Skipping meals, eating at our desks in front of a PC, relying on snacks instead of a nutritious meal, leaves no time to rest, move, talk and re-focus in preparation for a productive afternoon.

Did you know lack of adequate sleep and rest lead to overeating? Restrictions lead to binges. As a Nutrition Coach, I know this only too well. Coaching clients who have in the past or are in the present restricting themselves of meal times and food in general, only end up binging on fast, convenient sugary snacks to give them the pick-up they need to get them through the rest of their working day. Sound familiar?

“I don’t eat lunch because I don’t have time/I’m not hungry/ I’ve got too much work to do/my boss doesn’t so I don’t feel I can…” (Delete where applicable).

Parkinson’s law is the adage that “work expands so as to fill the time available for its completion”. Deciding at 8:30am that you will be breaking for lunch at noon for 45 minutes gives you a deadline to complete the mornings tasks. There is time, if you decide to make time. It may require planning, staggered lunch breaks, turn taking, even 25 minutes is better than nothing and it could make all the difference, not just to your health but to your productivity in the afternoon too.

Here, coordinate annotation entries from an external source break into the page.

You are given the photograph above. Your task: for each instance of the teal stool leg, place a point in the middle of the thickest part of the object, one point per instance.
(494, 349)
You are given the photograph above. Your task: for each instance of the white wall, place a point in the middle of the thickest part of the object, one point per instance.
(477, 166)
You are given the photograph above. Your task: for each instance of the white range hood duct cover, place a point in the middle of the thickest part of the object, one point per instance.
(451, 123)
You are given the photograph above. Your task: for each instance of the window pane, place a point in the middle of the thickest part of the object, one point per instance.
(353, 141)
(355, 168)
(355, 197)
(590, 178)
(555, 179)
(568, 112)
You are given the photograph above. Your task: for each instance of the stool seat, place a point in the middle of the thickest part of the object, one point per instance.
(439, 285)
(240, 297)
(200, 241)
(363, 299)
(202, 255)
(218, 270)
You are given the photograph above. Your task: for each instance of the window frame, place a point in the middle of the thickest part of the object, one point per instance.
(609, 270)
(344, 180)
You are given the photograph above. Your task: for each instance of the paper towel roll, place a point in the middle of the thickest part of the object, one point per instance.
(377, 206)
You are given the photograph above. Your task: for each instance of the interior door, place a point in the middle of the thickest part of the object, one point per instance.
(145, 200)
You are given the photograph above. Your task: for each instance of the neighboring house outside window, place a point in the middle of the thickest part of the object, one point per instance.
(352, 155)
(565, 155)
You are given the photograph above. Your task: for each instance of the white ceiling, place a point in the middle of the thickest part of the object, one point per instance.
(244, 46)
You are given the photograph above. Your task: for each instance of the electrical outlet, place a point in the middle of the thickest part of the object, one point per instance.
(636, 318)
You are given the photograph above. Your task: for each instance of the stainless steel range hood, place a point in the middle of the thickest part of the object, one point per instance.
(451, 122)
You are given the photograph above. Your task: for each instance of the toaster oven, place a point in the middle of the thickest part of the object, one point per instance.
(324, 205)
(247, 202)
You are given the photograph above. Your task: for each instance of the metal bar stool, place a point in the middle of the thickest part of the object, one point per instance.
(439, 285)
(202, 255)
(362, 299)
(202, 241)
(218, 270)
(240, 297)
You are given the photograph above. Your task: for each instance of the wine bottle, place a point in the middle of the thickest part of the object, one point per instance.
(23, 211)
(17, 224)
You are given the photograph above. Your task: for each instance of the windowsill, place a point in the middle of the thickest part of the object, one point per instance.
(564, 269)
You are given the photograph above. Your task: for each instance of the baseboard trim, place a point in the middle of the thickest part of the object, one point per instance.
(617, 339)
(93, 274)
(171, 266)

Snacks are killing the lunch break.

Eating too frequently, grazing throughout the day is confusing for your body. It disguises hunger and fullness signals, making them harder to identify, often leading to over consumption of food and calories, leading to weight gain. In my experience, despite perhaps the volume of snacks being less than a meal, the calorific value is often far greater (not to mention the sparse nutrient value).

This is a topic I regularly discuss in coaching sessions with clients. The resolution? Planning and preparation.

Planning meals ahead of time, writing a shopping list and preparing meals in advance. This doesn’t have to be difficult. It may be as simple as doubling up on the ingredients for dinner the night before and filling tupperware to take to work for lunch. If I have a spare evening I will batch cook chillis, curries and soups and keep dozens of pots in the freezer ready to defrost at lunchtime. It is a chore that once practiced, becomes easier and second nature. It is cost effective and a whole lot healthier than Uber Eats.

My challenge to you is to lead by example, ditch the snacks, stop the starvation and come to work prepared. Dig out the tupperware, freeze your leftovers or pop to the supermarket and buy some fresh soup, salad or even a fresh healthy microwave meal. Take the time to sit, eat, value the break from a mornings work, enjoy the time catching up with colleagues, nurturing workplace relationships. This is the time to eat nutritious food, get sustenance, nourishment, and refuel. It will have a significant impact not just on your health, but on the health of your working environment too.